Online Resources for Accessing Noncoding SNP Annotation Toolsa

Tool URL Refs
VEP VEP incorporates annotations from the Ensembl database, allowing it to make predictions genome-wide as well as predict tissue-specific activity for 13 human cell lines. http://www.ensembl.org/info/docs/tools/vep/script/index.html McLaren et al. [17]
RegulomeDB RegulomeDB uses a heuristic scoring system to catalog the likelihood that a given SNP or indel resides in a functional region, using functional data from over 100 cell types. http://regulomedb.org Boyle et al. [18]
FunciSNP FunciSNP is an R/Bioconductor package that employs user input annotations to prioritize SNPs, allowing users to customize their annotations to query a cell type of interest. http://www.bioconductor.org/packages/release/bioc/html/FunciSNP.html Coetzee et al. [19]
ANNOVAR ANNOVAR is a command line tool that uses region-based annotations to annotate noncoding variants and insertions and deletions (indels), in addition to comparing them to known variation databases. http://annovar.openbioinformatics.org Wang et al. [21]
HaploReg HaploReg is a searchable repository for SNPs and indels from the 1000 Genomes Project, providing a summary of known annotations for variants within an LD block. http://www.broadinstitute.org/mammals/haploreg/haploreg.php Ward and Kellis [22]
GWAS3D GWAS3D evaluates SNPs and indels by analyzing their 3D chromosomal interactions and disruptions to TF binding affinity. It outputs scores as well as a circle plot mapping local 3D interactions. http://jjwanglab.org/gwas3d Li et al. [23]

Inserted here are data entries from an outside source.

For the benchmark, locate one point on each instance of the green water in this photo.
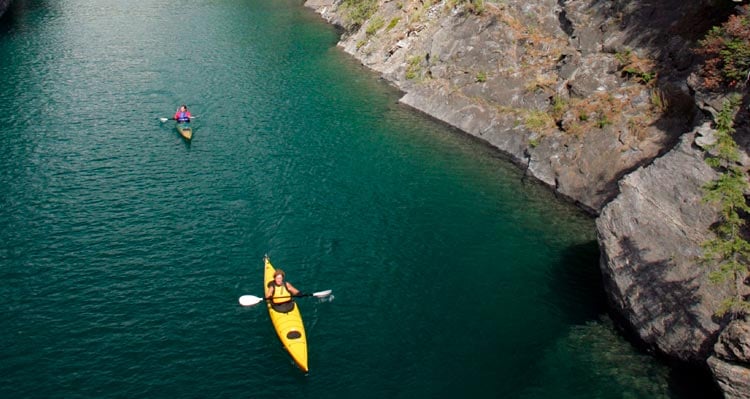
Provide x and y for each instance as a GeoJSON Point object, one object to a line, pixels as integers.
{"type": "Point", "coordinates": [123, 248]}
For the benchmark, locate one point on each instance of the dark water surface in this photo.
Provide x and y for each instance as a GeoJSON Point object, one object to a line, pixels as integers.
{"type": "Point", "coordinates": [123, 249]}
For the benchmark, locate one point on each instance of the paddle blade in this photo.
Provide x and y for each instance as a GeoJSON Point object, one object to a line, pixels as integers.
{"type": "Point", "coordinates": [250, 300]}
{"type": "Point", "coordinates": [322, 294]}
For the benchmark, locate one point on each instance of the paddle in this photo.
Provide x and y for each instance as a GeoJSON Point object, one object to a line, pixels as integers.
{"type": "Point", "coordinates": [171, 119]}
{"type": "Point", "coordinates": [252, 300]}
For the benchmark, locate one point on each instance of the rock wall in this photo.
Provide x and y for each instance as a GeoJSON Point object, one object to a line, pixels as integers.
{"type": "Point", "coordinates": [594, 99]}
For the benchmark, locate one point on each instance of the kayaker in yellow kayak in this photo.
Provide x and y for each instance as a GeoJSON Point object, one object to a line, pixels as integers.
{"type": "Point", "coordinates": [281, 293]}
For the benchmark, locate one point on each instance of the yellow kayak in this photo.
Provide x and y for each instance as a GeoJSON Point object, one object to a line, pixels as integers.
{"type": "Point", "coordinates": [288, 325]}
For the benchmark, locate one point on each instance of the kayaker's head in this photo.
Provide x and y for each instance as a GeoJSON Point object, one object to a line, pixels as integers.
{"type": "Point", "coordinates": [278, 276]}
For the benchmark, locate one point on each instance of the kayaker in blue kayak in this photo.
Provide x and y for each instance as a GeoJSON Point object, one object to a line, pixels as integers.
{"type": "Point", "coordinates": [182, 115]}
{"type": "Point", "coordinates": [281, 293]}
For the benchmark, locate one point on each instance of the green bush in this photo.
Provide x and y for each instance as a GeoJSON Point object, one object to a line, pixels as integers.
{"type": "Point", "coordinates": [728, 251]}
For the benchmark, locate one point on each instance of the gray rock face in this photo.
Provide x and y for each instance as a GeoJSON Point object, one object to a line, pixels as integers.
{"type": "Point", "coordinates": [731, 363]}
{"type": "Point", "coordinates": [498, 76]}
{"type": "Point", "coordinates": [547, 83]}
{"type": "Point", "coordinates": [650, 237]}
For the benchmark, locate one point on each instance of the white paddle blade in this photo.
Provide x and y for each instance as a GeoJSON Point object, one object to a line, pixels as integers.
{"type": "Point", "coordinates": [250, 300]}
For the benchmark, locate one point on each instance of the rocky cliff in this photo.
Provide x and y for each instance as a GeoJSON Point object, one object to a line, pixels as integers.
{"type": "Point", "coordinates": [594, 99]}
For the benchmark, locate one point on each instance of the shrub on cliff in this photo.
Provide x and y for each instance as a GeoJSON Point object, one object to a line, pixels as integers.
{"type": "Point", "coordinates": [727, 52]}
{"type": "Point", "coordinates": [728, 250]}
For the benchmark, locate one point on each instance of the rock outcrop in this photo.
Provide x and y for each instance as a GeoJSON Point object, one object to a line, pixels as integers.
{"type": "Point", "coordinates": [595, 100]}
{"type": "Point", "coordinates": [650, 238]}
{"type": "Point", "coordinates": [542, 84]}
{"type": "Point", "coordinates": [731, 362]}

fitCons fitCons uses the INSIGHT method to predict the probability that SNPs will influence fitness by screening for signatures positive and negative selection using data from three cell types. http://compgen.bscb.cornell.edu/fitCons/ Gulko et al. [24]
GWAVA GWAVA trains on a random forest algorithm using disease mutations from HGMD and control variants from the 1000 genomes project to predict if queried variants are functional. ftp://ftp.sanger.ac.uk/pub/resources/software/gwava/ Ritchie et al. [28]

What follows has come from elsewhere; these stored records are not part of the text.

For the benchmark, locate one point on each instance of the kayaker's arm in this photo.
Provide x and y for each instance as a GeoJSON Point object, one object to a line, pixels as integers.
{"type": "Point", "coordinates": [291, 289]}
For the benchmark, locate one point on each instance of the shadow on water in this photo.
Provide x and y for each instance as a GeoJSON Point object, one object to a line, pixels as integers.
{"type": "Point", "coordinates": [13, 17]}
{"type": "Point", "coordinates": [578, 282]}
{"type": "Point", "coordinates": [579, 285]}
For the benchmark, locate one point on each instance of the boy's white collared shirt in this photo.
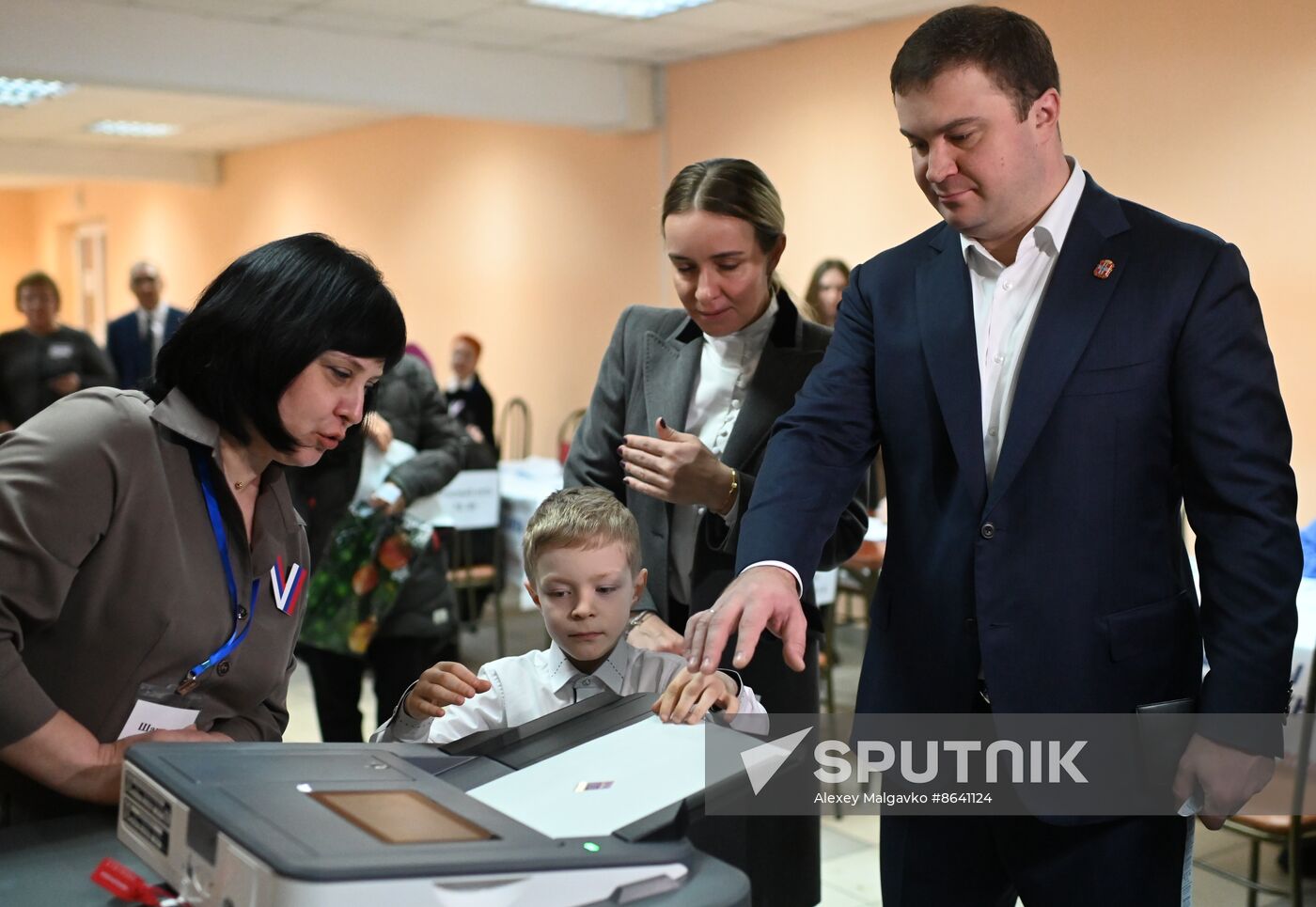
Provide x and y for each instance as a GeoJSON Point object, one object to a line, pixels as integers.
{"type": "Point", "coordinates": [536, 683]}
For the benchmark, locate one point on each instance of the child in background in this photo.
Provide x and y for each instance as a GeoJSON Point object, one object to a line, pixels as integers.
{"type": "Point", "coordinates": [582, 565]}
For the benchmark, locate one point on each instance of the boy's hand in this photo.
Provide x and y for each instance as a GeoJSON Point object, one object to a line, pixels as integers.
{"type": "Point", "coordinates": [446, 683]}
{"type": "Point", "coordinates": [688, 696]}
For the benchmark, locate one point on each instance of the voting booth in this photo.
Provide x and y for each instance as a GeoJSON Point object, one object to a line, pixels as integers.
{"type": "Point", "coordinates": [585, 805]}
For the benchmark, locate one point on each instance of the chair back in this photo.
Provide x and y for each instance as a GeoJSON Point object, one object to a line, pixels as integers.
{"type": "Point", "coordinates": [513, 432]}
{"type": "Point", "coordinates": [566, 432]}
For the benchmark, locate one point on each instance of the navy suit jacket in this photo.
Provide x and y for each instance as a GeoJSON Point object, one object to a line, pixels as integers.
{"type": "Point", "coordinates": [1065, 579]}
{"type": "Point", "coordinates": [131, 354]}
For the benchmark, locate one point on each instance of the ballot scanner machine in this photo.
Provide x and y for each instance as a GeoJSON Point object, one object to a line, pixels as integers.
{"type": "Point", "coordinates": [549, 814]}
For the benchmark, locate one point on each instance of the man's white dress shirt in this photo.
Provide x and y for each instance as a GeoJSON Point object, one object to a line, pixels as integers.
{"type": "Point", "coordinates": [150, 325]}
{"type": "Point", "coordinates": [536, 683]}
{"type": "Point", "coordinates": [1006, 302]}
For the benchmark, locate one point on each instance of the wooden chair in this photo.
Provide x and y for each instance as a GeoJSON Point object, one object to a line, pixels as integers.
{"type": "Point", "coordinates": [858, 579]}
{"type": "Point", "coordinates": [1292, 831]}
{"type": "Point", "coordinates": [566, 432]}
{"type": "Point", "coordinates": [471, 578]}
{"type": "Point", "coordinates": [513, 430]}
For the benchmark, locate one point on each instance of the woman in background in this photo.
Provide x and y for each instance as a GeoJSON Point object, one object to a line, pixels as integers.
{"type": "Point", "coordinates": [829, 281]}
{"type": "Point", "coordinates": [421, 623]}
{"type": "Point", "coordinates": [149, 551]}
{"type": "Point", "coordinates": [466, 395]}
{"type": "Point", "coordinates": [45, 360]}
{"type": "Point", "coordinates": [677, 428]}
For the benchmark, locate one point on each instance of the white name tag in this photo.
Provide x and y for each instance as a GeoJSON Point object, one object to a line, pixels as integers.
{"type": "Point", "coordinates": [153, 716]}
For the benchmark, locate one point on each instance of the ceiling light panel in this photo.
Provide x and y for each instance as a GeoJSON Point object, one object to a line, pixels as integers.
{"type": "Point", "coordinates": [20, 92]}
{"type": "Point", "coordinates": [133, 129]}
{"type": "Point", "coordinates": [621, 8]}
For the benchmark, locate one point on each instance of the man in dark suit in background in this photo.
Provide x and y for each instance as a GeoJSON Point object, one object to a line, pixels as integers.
{"type": "Point", "coordinates": [1049, 373]}
{"type": "Point", "coordinates": [134, 338]}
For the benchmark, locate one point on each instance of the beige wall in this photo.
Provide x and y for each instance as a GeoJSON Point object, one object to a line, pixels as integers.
{"type": "Point", "coordinates": [17, 240]}
{"type": "Point", "coordinates": [530, 239]}
{"type": "Point", "coordinates": [1200, 108]}
{"type": "Point", "coordinates": [535, 239]}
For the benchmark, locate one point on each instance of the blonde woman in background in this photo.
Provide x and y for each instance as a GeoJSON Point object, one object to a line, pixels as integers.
{"type": "Point", "coordinates": [829, 281]}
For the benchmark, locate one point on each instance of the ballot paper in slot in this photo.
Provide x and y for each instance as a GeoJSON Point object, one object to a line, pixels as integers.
{"type": "Point", "coordinates": [605, 784]}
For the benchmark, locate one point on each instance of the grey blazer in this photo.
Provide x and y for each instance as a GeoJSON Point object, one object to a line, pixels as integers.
{"type": "Point", "coordinates": [650, 370]}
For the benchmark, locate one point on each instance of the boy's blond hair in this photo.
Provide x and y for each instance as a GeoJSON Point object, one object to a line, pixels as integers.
{"type": "Point", "coordinates": [579, 518]}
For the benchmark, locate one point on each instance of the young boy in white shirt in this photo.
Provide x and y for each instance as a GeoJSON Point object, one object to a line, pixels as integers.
{"type": "Point", "coordinates": [582, 566]}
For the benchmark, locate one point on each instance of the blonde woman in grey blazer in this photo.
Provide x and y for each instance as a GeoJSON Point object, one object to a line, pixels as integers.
{"type": "Point", "coordinates": [677, 428]}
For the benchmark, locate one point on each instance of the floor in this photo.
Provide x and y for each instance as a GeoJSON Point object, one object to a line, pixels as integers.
{"type": "Point", "coordinates": [849, 844]}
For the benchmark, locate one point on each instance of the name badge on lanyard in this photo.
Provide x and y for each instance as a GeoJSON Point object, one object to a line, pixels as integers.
{"type": "Point", "coordinates": [203, 466]}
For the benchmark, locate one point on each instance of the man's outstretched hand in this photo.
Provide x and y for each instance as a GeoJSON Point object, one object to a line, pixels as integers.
{"type": "Point", "coordinates": [760, 598]}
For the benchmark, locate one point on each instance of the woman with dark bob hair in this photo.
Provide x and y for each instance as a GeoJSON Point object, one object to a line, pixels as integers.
{"type": "Point", "coordinates": [151, 561]}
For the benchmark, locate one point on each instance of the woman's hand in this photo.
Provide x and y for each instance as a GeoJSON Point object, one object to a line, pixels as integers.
{"type": "Point", "coordinates": [675, 467]}
{"type": "Point", "coordinates": [446, 683]}
{"type": "Point", "coordinates": [62, 755]}
{"type": "Point", "coordinates": [388, 498]}
{"type": "Point", "coordinates": [378, 430]}
{"type": "Point", "coordinates": [688, 696]}
{"type": "Point", "coordinates": [654, 634]}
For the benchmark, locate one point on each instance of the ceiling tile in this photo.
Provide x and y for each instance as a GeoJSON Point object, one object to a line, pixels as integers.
{"type": "Point", "coordinates": [737, 16]}
{"type": "Point", "coordinates": [460, 33]}
{"type": "Point", "coordinates": [868, 10]}
{"type": "Point", "coordinates": [421, 10]}
{"type": "Point", "coordinates": [536, 20]}
{"type": "Point", "coordinates": [351, 22]}
{"type": "Point", "coordinates": [236, 9]}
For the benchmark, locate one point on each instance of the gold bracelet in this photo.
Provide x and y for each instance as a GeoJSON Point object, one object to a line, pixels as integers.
{"type": "Point", "coordinates": [730, 493]}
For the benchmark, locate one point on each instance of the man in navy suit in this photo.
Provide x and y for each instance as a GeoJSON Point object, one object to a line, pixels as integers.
{"type": "Point", "coordinates": [1049, 373]}
{"type": "Point", "coordinates": [134, 338]}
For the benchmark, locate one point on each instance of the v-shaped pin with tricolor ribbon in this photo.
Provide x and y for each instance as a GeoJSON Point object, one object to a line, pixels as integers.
{"type": "Point", "coordinates": [286, 590]}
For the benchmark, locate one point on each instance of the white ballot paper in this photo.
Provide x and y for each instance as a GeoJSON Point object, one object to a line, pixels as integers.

CADD CADD trains on a linear kernel support vector matrix using simulated variants as deleterious variants and alleles fixed between human and chimpanzee as control variants. http://cadd.gs.washington.edu Kircher et al. [26]
DANN DANN trains on a nonlinear learning neural network algorithm using the same training set data (fixed alleles vs. simulated variants) as CADD. https://cbcl.ics.uci.edu/public_data/DANN/ Quang et al. [29]
FATHMM-MKL FATHMM-MKL implements a kernel-based classifier to estimate complex nonlinear patterns using HGMD pathogenic and 1000 Genomes Project control variant training set data. http://fathmm.biocompute.org.uk Shihab et al. [30]
deltaSVM deltaSVM uses a gapped k-mer support vector machine to estimate the effect of a variant in a cell-type-specific manner. http://www.beerlab.org/deltasvm/ Lee et al. [31]
DeepSEA DeepSEA uses a multilayered hierarchical structured deep learning-based sequence model to predict functional SNPs with single nucleotide sensitivity using ENCODE and Roadmap Epigenomics data. http://deepsea.princeton.edu/job/analysis/create/ Zhou and Troyanskaya [32]
a

Abbreviation: HGMD, Human Gene Mutation Database.